#695 wrong output of trigonometric funtions for large value of argument

[Simone Fusi]

When the argument of trigonometric functions (sin cos tan) is sufficiently large (>= 1e19) in module, the output is wrong. In particular sin and cos output the argument instead of the function. cos(1e19) = 1e19

code example:
OPEN "cos.txt" FOR OUTPUT AS #1
Dim m as long
FOR m = 1 TO 100
PRINT #1, cos(10^(m)), cos(-10^(m)), sin(10^(m)),sin(-10^(m)), tan(10^(m)), tan(-10^(m))
next m
CLOSE #1

[Matthew]

The functions break at 2^63. At this point, double-precision values have a granularity of 1024. Since sin and cos have a periodicity of ~6.28 (and tan a periodicity of half that), this renders the values pretty much meaningless anyway.

I'd suggest a way of calculating the sine/cosine of very large angles using recursion and the double angle formula, but in a quick experiment it seems the error tends to blow up, so it would become unreliable pretty quickly.

[dkl]

Am I right thinking this is the normal behaviour then? (i.e. we can't really fix this, without using floats with more precision than 64 bits)

[Matthew]

It's part of the x87 specification. I couldn't find an "official" link in Google, but these two pages among others support it:

• http://www.softeng.rl.ac.uk/st/archive/SoftEng/SESP/html/SoftwareTools/vtune/users_guide/mergedProjects/analyzer_ec/mergedProjects/reference_olh/mergedProjects/instructions/instruct32_hh/vc115.htm
• http://software.intel.com/en-us/forums/topic/289702

To fix it we'd have to reduce values modulo Pi/4*2^63 for a more "meaningful" result.

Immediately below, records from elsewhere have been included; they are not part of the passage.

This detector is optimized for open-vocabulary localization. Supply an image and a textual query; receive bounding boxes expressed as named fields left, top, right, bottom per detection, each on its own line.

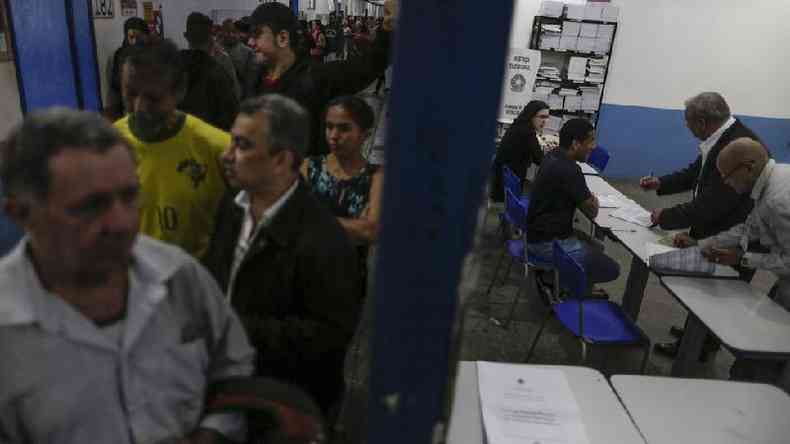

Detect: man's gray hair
left=239, top=94, right=310, bottom=169
left=0, top=108, right=129, bottom=200
left=685, top=92, right=730, bottom=122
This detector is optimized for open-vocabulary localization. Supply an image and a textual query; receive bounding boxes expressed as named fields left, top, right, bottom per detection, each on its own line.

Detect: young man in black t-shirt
left=527, top=119, right=620, bottom=286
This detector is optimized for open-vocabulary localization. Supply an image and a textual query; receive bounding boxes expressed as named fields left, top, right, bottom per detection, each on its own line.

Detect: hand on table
left=650, top=208, right=664, bottom=225
left=702, top=247, right=743, bottom=266
left=639, top=176, right=661, bottom=190
left=672, top=233, right=697, bottom=248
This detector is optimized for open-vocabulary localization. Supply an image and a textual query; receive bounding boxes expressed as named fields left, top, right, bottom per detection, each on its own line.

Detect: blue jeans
left=527, top=236, right=620, bottom=285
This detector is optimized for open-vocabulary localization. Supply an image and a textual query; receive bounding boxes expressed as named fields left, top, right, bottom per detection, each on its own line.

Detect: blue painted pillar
left=7, top=0, right=101, bottom=113
left=368, top=0, right=513, bottom=444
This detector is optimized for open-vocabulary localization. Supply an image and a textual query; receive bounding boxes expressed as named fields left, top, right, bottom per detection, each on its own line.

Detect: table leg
left=623, top=256, right=650, bottom=322
left=672, top=313, right=708, bottom=376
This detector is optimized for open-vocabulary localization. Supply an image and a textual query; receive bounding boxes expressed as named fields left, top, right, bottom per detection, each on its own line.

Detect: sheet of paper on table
left=609, top=205, right=653, bottom=227
left=595, top=194, right=623, bottom=208
left=645, top=243, right=738, bottom=277
left=477, top=362, right=589, bottom=444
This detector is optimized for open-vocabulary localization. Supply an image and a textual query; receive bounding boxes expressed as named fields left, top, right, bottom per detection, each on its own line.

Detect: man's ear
left=277, top=29, right=291, bottom=48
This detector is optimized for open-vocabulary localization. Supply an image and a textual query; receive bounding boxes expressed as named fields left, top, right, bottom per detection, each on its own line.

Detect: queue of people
left=0, top=2, right=392, bottom=443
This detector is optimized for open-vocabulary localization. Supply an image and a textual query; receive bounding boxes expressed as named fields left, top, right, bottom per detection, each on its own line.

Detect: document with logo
left=477, top=362, right=589, bottom=444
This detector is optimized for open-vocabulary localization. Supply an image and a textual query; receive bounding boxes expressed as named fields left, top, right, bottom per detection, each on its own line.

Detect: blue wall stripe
left=8, top=0, right=79, bottom=112
left=598, top=104, right=790, bottom=178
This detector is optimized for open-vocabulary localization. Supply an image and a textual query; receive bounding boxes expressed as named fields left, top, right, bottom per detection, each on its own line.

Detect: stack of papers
left=538, top=0, right=565, bottom=17
left=543, top=116, right=563, bottom=134
left=601, top=6, right=620, bottom=22
left=609, top=205, right=653, bottom=227
left=560, top=35, right=579, bottom=51
left=568, top=57, right=587, bottom=82
left=584, top=4, right=604, bottom=20
left=565, top=5, right=584, bottom=20
left=565, top=96, right=582, bottom=113
left=535, top=80, right=561, bottom=95
left=548, top=94, right=565, bottom=110
left=576, top=37, right=598, bottom=52
left=532, top=92, right=549, bottom=103
left=477, top=362, right=589, bottom=444
left=579, top=23, right=598, bottom=38
left=538, top=65, right=562, bottom=81
left=562, top=21, right=582, bottom=37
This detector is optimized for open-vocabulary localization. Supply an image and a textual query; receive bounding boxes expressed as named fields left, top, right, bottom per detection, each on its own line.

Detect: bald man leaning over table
left=680, top=138, right=790, bottom=382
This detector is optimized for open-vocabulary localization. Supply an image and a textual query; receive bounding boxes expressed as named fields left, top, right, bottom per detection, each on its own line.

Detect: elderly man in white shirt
left=0, top=109, right=254, bottom=444
left=699, top=138, right=790, bottom=386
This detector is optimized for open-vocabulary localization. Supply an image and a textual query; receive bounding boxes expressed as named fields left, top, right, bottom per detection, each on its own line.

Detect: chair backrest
left=502, top=165, right=522, bottom=196
left=554, top=240, right=587, bottom=299
left=587, top=145, right=609, bottom=173
left=505, top=189, right=529, bottom=234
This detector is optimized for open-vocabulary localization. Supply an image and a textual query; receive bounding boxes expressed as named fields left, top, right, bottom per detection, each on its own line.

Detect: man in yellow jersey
left=115, top=41, right=233, bottom=258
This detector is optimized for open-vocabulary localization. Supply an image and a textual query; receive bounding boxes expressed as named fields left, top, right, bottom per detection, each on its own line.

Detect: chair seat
left=507, top=239, right=554, bottom=269
left=552, top=299, right=643, bottom=344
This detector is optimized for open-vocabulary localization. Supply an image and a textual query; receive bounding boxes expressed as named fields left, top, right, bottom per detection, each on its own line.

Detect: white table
left=612, top=375, right=790, bottom=444
left=576, top=162, right=600, bottom=176
left=447, top=361, right=644, bottom=444
left=585, top=176, right=738, bottom=320
left=661, top=276, right=790, bottom=374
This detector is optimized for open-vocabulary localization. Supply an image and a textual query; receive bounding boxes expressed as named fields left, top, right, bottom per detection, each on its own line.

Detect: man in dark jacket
left=242, top=0, right=394, bottom=155
left=640, top=92, right=759, bottom=356
left=178, top=12, right=239, bottom=131
left=206, top=94, right=361, bottom=413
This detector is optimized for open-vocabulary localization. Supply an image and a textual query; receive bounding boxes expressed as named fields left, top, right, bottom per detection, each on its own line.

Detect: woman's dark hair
left=324, top=96, right=376, bottom=131
left=513, top=100, right=549, bottom=131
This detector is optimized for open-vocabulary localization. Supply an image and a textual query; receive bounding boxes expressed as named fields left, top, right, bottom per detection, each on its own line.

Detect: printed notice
left=477, top=362, right=589, bottom=444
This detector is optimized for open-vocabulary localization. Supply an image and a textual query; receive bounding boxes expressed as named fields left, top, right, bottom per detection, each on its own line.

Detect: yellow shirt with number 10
left=115, top=114, right=230, bottom=259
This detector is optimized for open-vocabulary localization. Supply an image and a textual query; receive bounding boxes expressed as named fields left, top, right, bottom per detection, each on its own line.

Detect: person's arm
left=182, top=264, right=255, bottom=443
left=743, top=199, right=790, bottom=276
left=657, top=165, right=744, bottom=230
left=656, top=156, right=702, bottom=196
left=337, top=169, right=384, bottom=244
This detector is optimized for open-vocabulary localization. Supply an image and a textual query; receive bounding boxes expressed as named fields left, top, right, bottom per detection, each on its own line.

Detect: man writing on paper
left=639, top=92, right=758, bottom=360
left=699, top=138, right=790, bottom=382
left=527, top=119, right=620, bottom=292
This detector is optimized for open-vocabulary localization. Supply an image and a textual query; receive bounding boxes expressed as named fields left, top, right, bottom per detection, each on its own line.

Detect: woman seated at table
left=491, top=100, right=549, bottom=202
left=302, top=96, right=383, bottom=245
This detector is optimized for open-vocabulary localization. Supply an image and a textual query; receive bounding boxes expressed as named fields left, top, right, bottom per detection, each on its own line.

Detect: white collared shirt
left=0, top=235, right=255, bottom=444
left=226, top=179, right=299, bottom=301
left=696, top=116, right=735, bottom=193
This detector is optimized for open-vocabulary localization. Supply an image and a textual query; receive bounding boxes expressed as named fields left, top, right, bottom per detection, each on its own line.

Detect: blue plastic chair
left=526, top=241, right=650, bottom=373
left=587, top=145, right=609, bottom=173
left=486, top=190, right=553, bottom=328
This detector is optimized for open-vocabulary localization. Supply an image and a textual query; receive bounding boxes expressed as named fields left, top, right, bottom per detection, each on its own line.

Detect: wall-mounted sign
left=121, top=0, right=137, bottom=17
left=93, top=0, right=115, bottom=18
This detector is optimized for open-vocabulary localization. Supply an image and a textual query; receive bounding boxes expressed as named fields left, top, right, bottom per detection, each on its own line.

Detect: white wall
left=0, top=62, right=22, bottom=140
left=605, top=0, right=790, bottom=118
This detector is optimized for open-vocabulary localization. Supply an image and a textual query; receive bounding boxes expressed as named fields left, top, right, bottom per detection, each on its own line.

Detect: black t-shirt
left=527, top=148, right=592, bottom=243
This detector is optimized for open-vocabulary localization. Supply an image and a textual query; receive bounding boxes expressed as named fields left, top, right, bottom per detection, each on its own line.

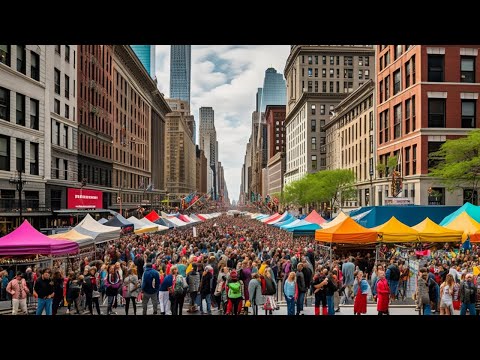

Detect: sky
left=156, top=45, right=290, bottom=201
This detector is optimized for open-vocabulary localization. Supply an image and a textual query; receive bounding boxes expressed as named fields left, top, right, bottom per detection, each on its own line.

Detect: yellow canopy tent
left=444, top=211, right=480, bottom=241
left=370, top=216, right=418, bottom=243
left=315, top=215, right=377, bottom=245
left=320, top=211, right=348, bottom=229
left=412, top=217, right=463, bottom=242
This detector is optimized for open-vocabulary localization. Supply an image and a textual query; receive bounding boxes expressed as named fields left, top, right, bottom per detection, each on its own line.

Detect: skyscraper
left=257, top=68, right=287, bottom=112
left=170, top=45, right=192, bottom=103
left=130, top=45, right=155, bottom=78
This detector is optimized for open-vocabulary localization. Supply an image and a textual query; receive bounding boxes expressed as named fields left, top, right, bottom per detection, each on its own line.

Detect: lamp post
left=8, top=171, right=27, bottom=225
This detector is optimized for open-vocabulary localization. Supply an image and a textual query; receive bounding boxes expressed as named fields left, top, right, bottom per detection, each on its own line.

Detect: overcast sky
left=156, top=45, right=290, bottom=200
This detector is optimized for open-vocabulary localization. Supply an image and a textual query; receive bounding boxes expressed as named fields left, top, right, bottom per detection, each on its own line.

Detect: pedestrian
left=6, top=271, right=30, bottom=315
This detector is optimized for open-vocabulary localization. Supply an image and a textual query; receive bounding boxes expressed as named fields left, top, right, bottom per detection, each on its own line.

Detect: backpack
left=228, top=281, right=242, bottom=299
left=260, top=275, right=267, bottom=295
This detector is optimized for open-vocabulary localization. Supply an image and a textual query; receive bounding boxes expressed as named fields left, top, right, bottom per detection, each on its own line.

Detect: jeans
left=37, top=298, right=52, bottom=315
left=423, top=304, right=432, bottom=315
left=297, top=291, right=305, bottom=314
left=285, top=296, right=295, bottom=315
left=460, top=303, right=476, bottom=315
left=200, top=294, right=212, bottom=314
left=327, top=295, right=335, bottom=315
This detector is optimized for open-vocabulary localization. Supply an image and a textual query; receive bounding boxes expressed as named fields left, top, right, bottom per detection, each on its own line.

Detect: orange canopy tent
left=371, top=216, right=418, bottom=243
left=412, top=217, right=463, bottom=242
left=444, top=211, right=480, bottom=241
left=303, top=210, right=327, bottom=225
left=315, top=215, right=377, bottom=244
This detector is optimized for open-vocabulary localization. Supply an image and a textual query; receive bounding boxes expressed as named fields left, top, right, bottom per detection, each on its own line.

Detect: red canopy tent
left=0, top=220, right=78, bottom=255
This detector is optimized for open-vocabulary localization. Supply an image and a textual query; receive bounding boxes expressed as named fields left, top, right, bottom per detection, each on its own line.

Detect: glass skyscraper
left=130, top=45, right=155, bottom=78
left=170, top=45, right=192, bottom=103
left=259, top=68, right=287, bottom=112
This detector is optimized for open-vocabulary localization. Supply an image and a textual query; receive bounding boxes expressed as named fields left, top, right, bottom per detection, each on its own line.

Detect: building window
left=405, top=61, right=411, bottom=88
left=54, top=69, right=60, bottom=95
left=30, top=143, right=38, bottom=175
left=16, top=93, right=25, bottom=126
left=16, top=139, right=25, bottom=172
left=0, top=135, right=10, bottom=171
left=393, top=103, right=402, bottom=139
left=462, top=100, right=476, bottom=129
left=405, top=99, right=412, bottom=134
left=460, top=56, right=475, bottom=83
left=0, top=45, right=10, bottom=66
left=405, top=147, right=410, bottom=176
left=65, top=75, right=70, bottom=99
left=393, top=69, right=402, bottom=95
left=30, top=99, right=40, bottom=130
left=17, top=45, right=27, bottom=74
left=312, top=155, right=317, bottom=170
left=0, top=87, right=10, bottom=121
left=30, top=51, right=40, bottom=81
left=428, top=141, right=444, bottom=169
left=428, top=187, right=445, bottom=205
left=428, top=55, right=445, bottom=82
left=428, top=99, right=445, bottom=128
left=53, top=99, right=60, bottom=115
left=65, top=45, right=70, bottom=63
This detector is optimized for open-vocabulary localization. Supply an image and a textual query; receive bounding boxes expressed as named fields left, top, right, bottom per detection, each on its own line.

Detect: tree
left=429, top=130, right=480, bottom=202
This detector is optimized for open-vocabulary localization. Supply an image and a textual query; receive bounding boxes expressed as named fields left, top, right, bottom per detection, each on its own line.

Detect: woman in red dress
left=353, top=271, right=369, bottom=315
left=377, top=270, right=390, bottom=315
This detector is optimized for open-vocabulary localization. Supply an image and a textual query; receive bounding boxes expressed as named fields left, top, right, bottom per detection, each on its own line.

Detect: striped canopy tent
left=412, top=217, right=463, bottom=242
left=315, top=217, right=377, bottom=245
left=444, top=211, right=480, bottom=241
left=322, top=211, right=348, bottom=229
left=371, top=216, right=418, bottom=243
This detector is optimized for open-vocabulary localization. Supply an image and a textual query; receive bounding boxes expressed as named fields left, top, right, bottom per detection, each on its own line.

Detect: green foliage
left=429, top=130, right=480, bottom=196
left=284, top=170, right=356, bottom=206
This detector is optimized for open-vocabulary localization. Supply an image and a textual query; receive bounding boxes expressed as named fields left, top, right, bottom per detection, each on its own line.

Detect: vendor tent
left=372, top=216, right=418, bottom=243
left=315, top=215, right=377, bottom=245
left=322, top=211, right=348, bottom=229
left=412, top=217, right=463, bottom=242
left=0, top=220, right=78, bottom=256
left=444, top=211, right=480, bottom=240
left=440, top=202, right=480, bottom=226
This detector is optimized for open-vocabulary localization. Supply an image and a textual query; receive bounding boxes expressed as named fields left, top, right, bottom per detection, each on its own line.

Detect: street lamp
left=8, top=171, right=27, bottom=225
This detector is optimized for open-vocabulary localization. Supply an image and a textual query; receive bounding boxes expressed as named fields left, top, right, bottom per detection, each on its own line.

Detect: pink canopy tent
left=0, top=220, right=78, bottom=255
left=303, top=210, right=327, bottom=225
left=145, top=210, right=160, bottom=222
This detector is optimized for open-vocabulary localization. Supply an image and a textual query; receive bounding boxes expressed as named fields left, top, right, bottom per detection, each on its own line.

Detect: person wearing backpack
left=142, top=262, right=160, bottom=315
left=460, top=274, right=477, bottom=315
left=385, top=258, right=400, bottom=301
left=226, top=270, right=244, bottom=315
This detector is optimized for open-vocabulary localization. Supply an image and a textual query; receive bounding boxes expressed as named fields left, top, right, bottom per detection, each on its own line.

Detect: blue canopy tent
left=349, top=205, right=459, bottom=228
left=440, top=202, right=480, bottom=226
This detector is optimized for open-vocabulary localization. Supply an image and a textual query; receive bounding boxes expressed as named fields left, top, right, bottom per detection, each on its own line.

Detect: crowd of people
left=0, top=211, right=480, bottom=315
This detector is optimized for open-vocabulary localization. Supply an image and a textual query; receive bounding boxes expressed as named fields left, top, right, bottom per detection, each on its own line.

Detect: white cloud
left=156, top=45, right=290, bottom=200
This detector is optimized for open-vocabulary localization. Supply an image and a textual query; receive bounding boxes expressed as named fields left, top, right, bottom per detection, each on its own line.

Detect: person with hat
left=7, top=271, right=30, bottom=315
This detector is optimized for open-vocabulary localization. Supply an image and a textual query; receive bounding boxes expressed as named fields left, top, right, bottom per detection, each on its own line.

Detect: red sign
left=67, top=189, right=103, bottom=210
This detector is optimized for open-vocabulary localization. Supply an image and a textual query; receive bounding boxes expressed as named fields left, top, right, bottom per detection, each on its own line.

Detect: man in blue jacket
left=142, top=263, right=160, bottom=315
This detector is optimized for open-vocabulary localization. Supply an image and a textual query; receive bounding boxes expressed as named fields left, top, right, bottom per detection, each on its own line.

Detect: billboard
left=67, top=188, right=103, bottom=210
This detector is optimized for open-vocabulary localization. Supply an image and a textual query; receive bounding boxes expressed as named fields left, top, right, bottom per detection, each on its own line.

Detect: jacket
left=142, top=267, right=160, bottom=295
left=7, top=279, right=30, bottom=300
left=248, top=279, right=264, bottom=305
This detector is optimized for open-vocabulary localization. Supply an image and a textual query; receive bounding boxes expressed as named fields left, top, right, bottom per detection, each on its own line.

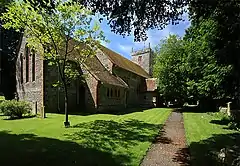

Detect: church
left=16, top=37, right=158, bottom=113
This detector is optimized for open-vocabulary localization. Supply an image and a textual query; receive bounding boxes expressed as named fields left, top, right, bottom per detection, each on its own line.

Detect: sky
left=98, top=14, right=190, bottom=59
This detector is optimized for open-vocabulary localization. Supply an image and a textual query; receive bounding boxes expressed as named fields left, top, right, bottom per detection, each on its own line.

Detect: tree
left=184, top=19, right=231, bottom=100
left=154, top=35, right=186, bottom=101
left=1, top=1, right=105, bottom=127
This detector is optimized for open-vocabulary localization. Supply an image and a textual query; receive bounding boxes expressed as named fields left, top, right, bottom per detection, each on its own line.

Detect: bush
left=0, top=100, right=32, bottom=119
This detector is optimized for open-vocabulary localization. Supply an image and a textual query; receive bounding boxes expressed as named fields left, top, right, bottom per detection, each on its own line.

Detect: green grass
left=0, top=108, right=171, bottom=166
left=184, top=112, right=240, bottom=165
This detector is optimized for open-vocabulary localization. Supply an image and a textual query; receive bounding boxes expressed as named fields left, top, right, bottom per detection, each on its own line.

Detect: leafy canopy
left=1, top=1, right=105, bottom=85
left=154, top=19, right=232, bottom=99
left=154, top=35, right=186, bottom=100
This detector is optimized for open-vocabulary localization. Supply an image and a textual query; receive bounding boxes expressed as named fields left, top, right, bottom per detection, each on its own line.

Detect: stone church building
left=16, top=37, right=158, bottom=113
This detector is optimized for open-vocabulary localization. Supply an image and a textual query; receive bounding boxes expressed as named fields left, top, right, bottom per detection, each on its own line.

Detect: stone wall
left=16, top=37, right=43, bottom=114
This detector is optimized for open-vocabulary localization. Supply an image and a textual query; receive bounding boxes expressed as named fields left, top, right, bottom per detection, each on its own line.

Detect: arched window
left=110, top=88, right=113, bottom=97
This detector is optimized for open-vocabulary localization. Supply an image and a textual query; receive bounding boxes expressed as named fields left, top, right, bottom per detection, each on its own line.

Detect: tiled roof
left=85, top=56, right=128, bottom=88
left=100, top=46, right=150, bottom=78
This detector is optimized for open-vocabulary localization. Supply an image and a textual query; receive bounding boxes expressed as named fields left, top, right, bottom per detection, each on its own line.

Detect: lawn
left=0, top=108, right=171, bottom=166
left=184, top=112, right=240, bottom=166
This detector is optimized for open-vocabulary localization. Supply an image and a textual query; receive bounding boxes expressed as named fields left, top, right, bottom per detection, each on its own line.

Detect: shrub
left=0, top=100, right=32, bottom=119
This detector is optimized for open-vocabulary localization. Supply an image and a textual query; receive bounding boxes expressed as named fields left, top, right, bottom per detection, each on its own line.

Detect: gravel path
left=141, top=111, right=189, bottom=166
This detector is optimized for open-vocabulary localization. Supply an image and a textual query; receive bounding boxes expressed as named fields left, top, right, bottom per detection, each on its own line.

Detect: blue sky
left=98, top=14, right=190, bottom=59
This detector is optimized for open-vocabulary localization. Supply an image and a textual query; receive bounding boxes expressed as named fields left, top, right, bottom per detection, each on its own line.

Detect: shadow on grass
left=189, top=133, right=240, bottom=166
left=0, top=131, right=130, bottom=166
left=3, top=115, right=36, bottom=120
left=65, top=120, right=162, bottom=152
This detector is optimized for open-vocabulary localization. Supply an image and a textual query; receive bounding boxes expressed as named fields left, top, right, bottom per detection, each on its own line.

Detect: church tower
left=131, top=43, right=154, bottom=76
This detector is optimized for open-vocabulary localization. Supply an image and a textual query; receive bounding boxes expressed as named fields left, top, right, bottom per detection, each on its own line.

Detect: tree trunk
left=63, top=82, right=70, bottom=127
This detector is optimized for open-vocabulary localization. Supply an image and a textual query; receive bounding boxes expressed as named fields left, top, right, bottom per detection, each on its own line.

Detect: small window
left=107, top=88, right=109, bottom=97
left=110, top=88, right=113, bottom=97
left=114, top=89, right=118, bottom=97
left=32, top=51, right=36, bottom=81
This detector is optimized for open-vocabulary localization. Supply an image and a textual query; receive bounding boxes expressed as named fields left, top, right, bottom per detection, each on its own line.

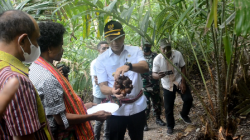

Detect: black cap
left=104, top=20, right=124, bottom=37
left=160, top=38, right=171, bottom=48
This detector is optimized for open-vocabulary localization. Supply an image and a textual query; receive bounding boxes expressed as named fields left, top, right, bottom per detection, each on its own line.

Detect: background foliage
left=0, top=0, right=250, bottom=137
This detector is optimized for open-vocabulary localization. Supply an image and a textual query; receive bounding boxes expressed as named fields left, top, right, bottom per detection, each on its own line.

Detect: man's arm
left=0, top=78, right=19, bottom=118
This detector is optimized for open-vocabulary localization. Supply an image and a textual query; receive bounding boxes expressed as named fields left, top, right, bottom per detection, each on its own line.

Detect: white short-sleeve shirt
left=95, top=45, right=147, bottom=116
left=90, top=59, right=106, bottom=98
left=152, top=50, right=185, bottom=90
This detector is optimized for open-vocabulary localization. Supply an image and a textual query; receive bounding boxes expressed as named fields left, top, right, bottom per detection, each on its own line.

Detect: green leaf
left=140, top=11, right=150, bottom=34
left=235, top=0, right=250, bottom=36
left=171, top=0, right=183, bottom=5
left=104, top=0, right=117, bottom=12
left=212, top=0, right=218, bottom=28
left=219, top=12, right=236, bottom=29
left=138, top=0, right=146, bottom=21
left=175, top=5, right=193, bottom=28
left=222, top=34, right=232, bottom=65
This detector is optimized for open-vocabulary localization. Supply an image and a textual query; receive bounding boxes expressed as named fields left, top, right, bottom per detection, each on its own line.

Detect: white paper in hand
left=87, top=103, right=119, bottom=114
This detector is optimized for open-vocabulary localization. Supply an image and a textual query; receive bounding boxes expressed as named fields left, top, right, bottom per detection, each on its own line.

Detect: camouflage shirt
left=141, top=52, right=159, bottom=88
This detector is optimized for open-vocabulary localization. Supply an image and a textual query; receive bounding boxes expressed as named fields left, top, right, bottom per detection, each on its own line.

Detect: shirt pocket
left=107, top=64, right=120, bottom=81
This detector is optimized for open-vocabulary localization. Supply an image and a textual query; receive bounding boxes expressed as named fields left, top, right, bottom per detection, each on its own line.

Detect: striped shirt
left=0, top=52, right=51, bottom=140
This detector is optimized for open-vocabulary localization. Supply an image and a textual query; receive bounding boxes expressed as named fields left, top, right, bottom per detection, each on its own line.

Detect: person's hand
left=58, top=67, right=63, bottom=75
left=158, top=72, right=166, bottom=78
left=84, top=102, right=97, bottom=109
left=180, top=82, right=186, bottom=94
left=94, top=76, right=98, bottom=85
left=0, top=78, right=19, bottom=118
left=112, top=87, right=124, bottom=100
left=93, top=111, right=112, bottom=121
left=114, top=65, right=129, bottom=80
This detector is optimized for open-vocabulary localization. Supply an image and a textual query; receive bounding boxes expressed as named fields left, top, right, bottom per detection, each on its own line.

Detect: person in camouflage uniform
left=141, top=40, right=166, bottom=131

If we care about accuracy, we'd have to implement long divison with a value of Pi up to about 1024+64 bits precision, otherwise really high values would degenerate into pseudorandom noise.

Another solution might be to, as the first page says, check the C2 flag and then e.g. change results to sin 0 | cos 0 | tan 0.

By the way, I added notes to the Sin/Cos/Tan wiki pages.